Enzyme-linked immunosorbent assay (ELISA) is successfully used in the detection of AFP,^5,6 but requires costly commercial kits. An alternative methodology is protein microarray with horseradish peroxidase (HRP)-linked chemiluminescence. The HRP chemiluminescent reaction is based on the catalyzed oxidation of luminol by peroxide, producing light.⁷ HRP is currently used in numerous diverse industrial and medical applications, such as waste-water treatment,⁸ chemical synthesis, coupled enzyme assays, biosensors, diagnostic kits and immunoassays.^9,10

This study reports the development and application of protein microarrays with HRP chemiluminescence to detect AFP in serum from patients with HCC and healthy control subjects.

Participants and methods

Study population

The study recruited patients with HCC who underwent liver resection surgery at the Department of Hepatobiliary Surgery, Beijing You’an Hospital, Beijing, China between 1 January 2014 and 31 July 2014. Patients were required to be positive for serum hepatitis B surface antigen and free from chronic hepatitis C infection. HCC diagnosis was histologically confirmed after surgical resection. Healthy control subjects were recruited from volunteers with no reported gastrointestinal or hepatobiliary disease who were undergoing routine health screening at the outpatient department of Beijing You’an Hospital, Beijing, China.

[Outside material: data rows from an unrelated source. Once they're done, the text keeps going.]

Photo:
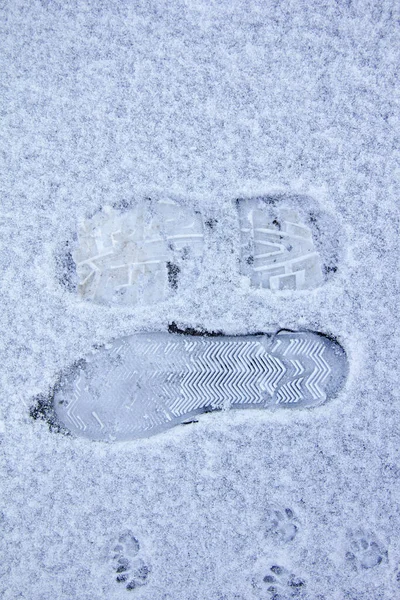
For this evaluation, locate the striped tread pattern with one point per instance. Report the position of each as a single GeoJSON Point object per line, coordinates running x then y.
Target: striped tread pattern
{"type": "Point", "coordinates": [277, 250]}
{"type": "Point", "coordinates": [134, 256]}
{"type": "Point", "coordinates": [146, 383]}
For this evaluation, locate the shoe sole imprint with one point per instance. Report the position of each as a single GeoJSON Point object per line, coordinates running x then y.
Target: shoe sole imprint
{"type": "Point", "coordinates": [277, 249]}
{"type": "Point", "coordinates": [137, 255]}
{"type": "Point", "coordinates": [144, 384]}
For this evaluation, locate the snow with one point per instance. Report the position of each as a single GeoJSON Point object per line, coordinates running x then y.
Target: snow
{"type": "Point", "coordinates": [106, 102]}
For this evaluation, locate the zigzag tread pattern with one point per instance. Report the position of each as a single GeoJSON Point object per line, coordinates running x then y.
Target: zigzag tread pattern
{"type": "Point", "coordinates": [146, 383]}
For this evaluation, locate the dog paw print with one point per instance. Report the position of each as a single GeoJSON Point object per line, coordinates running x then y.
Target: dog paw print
{"type": "Point", "coordinates": [281, 523]}
{"type": "Point", "coordinates": [129, 566]}
{"type": "Point", "coordinates": [283, 585]}
{"type": "Point", "coordinates": [365, 551]}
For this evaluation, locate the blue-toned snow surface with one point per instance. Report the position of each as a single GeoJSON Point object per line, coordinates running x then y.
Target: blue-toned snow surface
{"type": "Point", "coordinates": [107, 102]}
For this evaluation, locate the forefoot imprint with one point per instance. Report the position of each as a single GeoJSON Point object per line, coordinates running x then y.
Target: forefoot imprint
{"type": "Point", "coordinates": [146, 383]}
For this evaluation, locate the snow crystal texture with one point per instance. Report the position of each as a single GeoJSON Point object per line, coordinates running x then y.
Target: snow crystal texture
{"type": "Point", "coordinates": [111, 103]}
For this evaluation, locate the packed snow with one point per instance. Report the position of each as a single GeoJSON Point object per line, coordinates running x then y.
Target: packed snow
{"type": "Point", "coordinates": [111, 103]}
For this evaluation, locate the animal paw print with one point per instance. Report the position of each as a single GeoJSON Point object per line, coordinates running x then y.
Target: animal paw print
{"type": "Point", "coordinates": [130, 568]}
{"type": "Point", "coordinates": [282, 523]}
{"type": "Point", "coordinates": [365, 551]}
{"type": "Point", "coordinates": [283, 585]}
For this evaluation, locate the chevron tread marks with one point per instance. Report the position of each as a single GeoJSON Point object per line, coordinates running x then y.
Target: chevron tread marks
{"type": "Point", "coordinates": [146, 383]}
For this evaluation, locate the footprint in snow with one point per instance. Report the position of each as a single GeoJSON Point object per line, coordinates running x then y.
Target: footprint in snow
{"type": "Point", "coordinates": [130, 568]}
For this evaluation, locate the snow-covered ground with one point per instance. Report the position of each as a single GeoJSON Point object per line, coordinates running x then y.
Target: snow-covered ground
{"type": "Point", "coordinates": [108, 103]}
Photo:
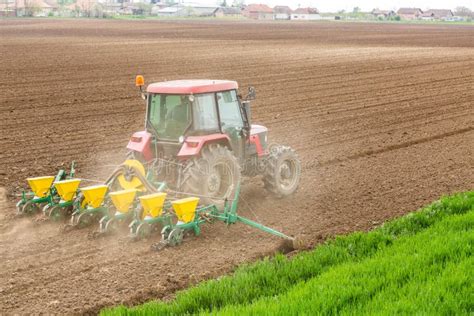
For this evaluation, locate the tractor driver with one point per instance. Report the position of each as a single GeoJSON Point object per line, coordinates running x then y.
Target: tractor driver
{"type": "Point", "coordinates": [177, 118]}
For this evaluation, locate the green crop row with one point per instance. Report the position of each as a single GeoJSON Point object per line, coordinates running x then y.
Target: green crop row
{"type": "Point", "coordinates": [420, 262]}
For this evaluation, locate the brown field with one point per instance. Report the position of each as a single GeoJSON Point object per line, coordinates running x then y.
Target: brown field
{"type": "Point", "coordinates": [382, 116]}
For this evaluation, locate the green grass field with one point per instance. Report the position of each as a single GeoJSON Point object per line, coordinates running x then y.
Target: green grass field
{"type": "Point", "coordinates": [421, 263]}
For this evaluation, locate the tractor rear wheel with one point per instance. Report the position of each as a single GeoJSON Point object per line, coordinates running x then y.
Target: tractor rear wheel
{"type": "Point", "coordinates": [282, 171]}
{"type": "Point", "coordinates": [213, 177]}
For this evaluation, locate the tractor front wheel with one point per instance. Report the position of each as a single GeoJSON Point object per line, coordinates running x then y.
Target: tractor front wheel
{"type": "Point", "coordinates": [282, 171]}
{"type": "Point", "coordinates": [213, 177]}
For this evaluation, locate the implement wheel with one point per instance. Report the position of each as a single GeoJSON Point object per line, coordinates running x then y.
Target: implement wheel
{"type": "Point", "coordinates": [55, 213]}
{"type": "Point", "coordinates": [29, 207]}
{"type": "Point", "coordinates": [282, 171]}
{"type": "Point", "coordinates": [213, 177]}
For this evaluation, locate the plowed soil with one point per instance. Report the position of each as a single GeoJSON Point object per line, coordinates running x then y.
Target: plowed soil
{"type": "Point", "coordinates": [382, 116]}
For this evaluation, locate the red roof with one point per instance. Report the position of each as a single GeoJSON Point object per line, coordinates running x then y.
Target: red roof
{"type": "Point", "coordinates": [192, 86]}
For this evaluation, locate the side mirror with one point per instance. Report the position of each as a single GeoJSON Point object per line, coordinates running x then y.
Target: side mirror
{"type": "Point", "coordinates": [252, 94]}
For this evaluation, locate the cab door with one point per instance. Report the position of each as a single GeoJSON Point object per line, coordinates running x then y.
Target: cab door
{"type": "Point", "coordinates": [231, 120]}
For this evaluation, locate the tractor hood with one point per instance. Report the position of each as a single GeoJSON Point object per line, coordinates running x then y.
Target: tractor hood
{"type": "Point", "coordinates": [192, 86]}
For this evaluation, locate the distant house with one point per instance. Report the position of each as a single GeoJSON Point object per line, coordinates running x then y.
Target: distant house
{"type": "Point", "coordinates": [201, 11]}
{"type": "Point", "coordinates": [231, 12]}
{"type": "Point", "coordinates": [258, 12]}
{"type": "Point", "coordinates": [33, 8]}
{"type": "Point", "coordinates": [305, 14]}
{"type": "Point", "coordinates": [410, 13]}
{"type": "Point", "coordinates": [7, 8]}
{"type": "Point", "coordinates": [282, 12]}
{"type": "Point", "coordinates": [437, 14]}
{"type": "Point", "coordinates": [385, 14]}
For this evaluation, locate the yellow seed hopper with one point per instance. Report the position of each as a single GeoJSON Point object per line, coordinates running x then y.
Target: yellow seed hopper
{"type": "Point", "coordinates": [94, 195]}
{"type": "Point", "coordinates": [67, 188]}
{"type": "Point", "coordinates": [152, 204]}
{"type": "Point", "coordinates": [185, 209]}
{"type": "Point", "coordinates": [40, 185]}
{"type": "Point", "coordinates": [123, 199]}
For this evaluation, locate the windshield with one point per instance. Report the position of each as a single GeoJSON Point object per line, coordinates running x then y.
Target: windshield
{"type": "Point", "coordinates": [169, 115]}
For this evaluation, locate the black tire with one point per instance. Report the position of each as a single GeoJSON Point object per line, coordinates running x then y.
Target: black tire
{"type": "Point", "coordinates": [282, 171]}
{"type": "Point", "coordinates": [213, 177]}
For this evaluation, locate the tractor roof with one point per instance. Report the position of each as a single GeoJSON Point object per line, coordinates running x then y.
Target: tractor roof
{"type": "Point", "coordinates": [191, 86]}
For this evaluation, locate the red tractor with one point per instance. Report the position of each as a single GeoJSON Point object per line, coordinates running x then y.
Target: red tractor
{"type": "Point", "coordinates": [199, 138]}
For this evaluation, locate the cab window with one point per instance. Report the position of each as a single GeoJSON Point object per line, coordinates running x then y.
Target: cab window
{"type": "Point", "coordinates": [229, 109]}
{"type": "Point", "coordinates": [169, 115]}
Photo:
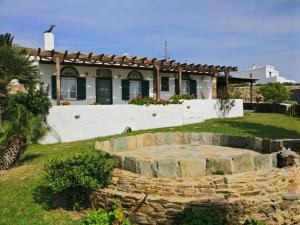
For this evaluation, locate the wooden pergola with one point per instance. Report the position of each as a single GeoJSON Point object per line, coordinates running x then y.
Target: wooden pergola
{"type": "Point", "coordinates": [159, 65]}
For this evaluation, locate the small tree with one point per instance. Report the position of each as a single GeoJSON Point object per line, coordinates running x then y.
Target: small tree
{"type": "Point", "coordinates": [275, 92]}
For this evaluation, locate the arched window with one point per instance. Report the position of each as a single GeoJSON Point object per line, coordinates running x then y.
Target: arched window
{"type": "Point", "coordinates": [104, 73]}
{"type": "Point", "coordinates": [135, 75]}
{"type": "Point", "coordinates": [135, 78]}
{"type": "Point", "coordinates": [69, 71]}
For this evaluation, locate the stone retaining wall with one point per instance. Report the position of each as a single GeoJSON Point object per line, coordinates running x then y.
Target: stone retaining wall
{"type": "Point", "coordinates": [173, 167]}
{"type": "Point", "coordinates": [272, 196]}
{"type": "Point", "coordinates": [261, 145]}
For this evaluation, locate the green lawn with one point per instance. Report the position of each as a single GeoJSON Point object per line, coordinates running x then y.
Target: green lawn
{"type": "Point", "coordinates": [18, 186]}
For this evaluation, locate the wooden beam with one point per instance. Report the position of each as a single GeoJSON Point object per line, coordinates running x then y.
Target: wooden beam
{"type": "Point", "coordinates": [77, 56]}
{"type": "Point", "coordinates": [226, 72]}
{"type": "Point", "coordinates": [65, 55]}
{"type": "Point", "coordinates": [157, 68]}
{"type": "Point", "coordinates": [179, 80]}
{"type": "Point", "coordinates": [57, 61]}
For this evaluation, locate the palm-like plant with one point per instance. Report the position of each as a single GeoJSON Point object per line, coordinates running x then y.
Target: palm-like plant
{"type": "Point", "coordinates": [20, 127]}
{"type": "Point", "coordinates": [16, 132]}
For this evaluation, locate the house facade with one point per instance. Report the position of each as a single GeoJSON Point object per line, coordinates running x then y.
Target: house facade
{"type": "Point", "coordinates": [85, 85]}
{"type": "Point", "coordinates": [84, 79]}
{"type": "Point", "coordinates": [265, 74]}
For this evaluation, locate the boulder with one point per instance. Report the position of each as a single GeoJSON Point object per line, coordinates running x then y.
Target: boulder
{"type": "Point", "coordinates": [243, 163]}
{"type": "Point", "coordinates": [167, 167]}
{"type": "Point", "coordinates": [286, 158]}
{"type": "Point", "coordinates": [219, 166]}
{"type": "Point", "coordinates": [192, 168]}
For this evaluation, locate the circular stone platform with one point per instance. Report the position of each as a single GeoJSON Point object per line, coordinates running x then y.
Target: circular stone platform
{"type": "Point", "coordinates": [191, 160]}
{"type": "Point", "coordinates": [187, 155]}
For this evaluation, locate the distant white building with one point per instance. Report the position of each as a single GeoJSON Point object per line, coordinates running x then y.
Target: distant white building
{"type": "Point", "coordinates": [265, 74]}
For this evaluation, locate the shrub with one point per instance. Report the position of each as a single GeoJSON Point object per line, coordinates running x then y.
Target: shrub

The study protocol was approved by the ethics committee of Beijing You’an Hospital. Written informed consent was obtained from all participants prior to enrolment in the study.

Blood collection

Whole blood (1 ml) was collected from each subject. Blood was allowed to clot, centrifuged at 3000 g for 10 min at 4℃, and the resulting serum was stored at −70℃. Prior to use, serum was diluted 1 : 4 with 0.05% PBS-Tween 20 (pH 7.5) and stored at 4℃ for a maximum of 7 days.

Microarray preparation

Reaction wells were created by attaching slips of hydrophobic paper (10 holes per slip) to aldehyde-coated glass slides. The prey antibody (2 mg/ml mouse antihuman AFP monoclonal antibody with 30% glycerol to prevent evaporation; Fapon Biotech Company Inc., Shenzhen, China) was spotted onto aldehyde-coated slides in quadruplicate using a microarray spotter (Cartesian Technologies, Irvine, CA, USA; microarrays 4 × 2 spots; spot size 700 µm; spot-to-spot distance 1000 µm). Each well contained four anti-AFP antibody and four negative control (5% bovine serum albumen [BSA]) spots. Following spotting, the slides were incubated for 24 h at 4℃ to fully immobilize proteins. Slides were then blocked with 20 μl blocking buffer (10% normal goat serum with 0.1% sodium azide) for 2 h at 37℃, washed four times with 0.05% PBS-Tween 20 (pH 7.5) at room temperature (5 s each wash), air dried at room temperature and stored at 4℃ until use.

AFP quantification

Rabbit antimouse polyclonal antibody (Abcam; Cambridge, UK) was labelled with biotin using a biotin (type A) conjugation kit (Abcam), according to the manufacturer’s instructions. Serum samples were added to the microarray reaction wells, hybridized for 30 min at 37℃, then washed four times with 0.05% PBS-Tween 20 (pH 7.5) at room temperature (5 s each wash). The biotin-labelled rabbit antimouse polyclonal antibody (1 : 50 dilution) was added to the wells and hybridized for 30 min at 37℃. Slides were washed twice with 0.05% PBS-Tween 20 (pH 7.5) at room temperature (5 s each wash), then incubated with HRP-labelled streptavidin (1 : 50 dilution) for 30 min at 37℃. Slides were washed four times with 0.05% PBS-Tween 20 (pH 7.5) at room temperature (5 s each wash), then incubated with chemiluminescent HRP substrate (Millipore, Billerica, MA, USA) for 5 s. Slides were scanned using a chemiluminescence imaging scanner (Academy of Military Medical Sciences, Beijing, China).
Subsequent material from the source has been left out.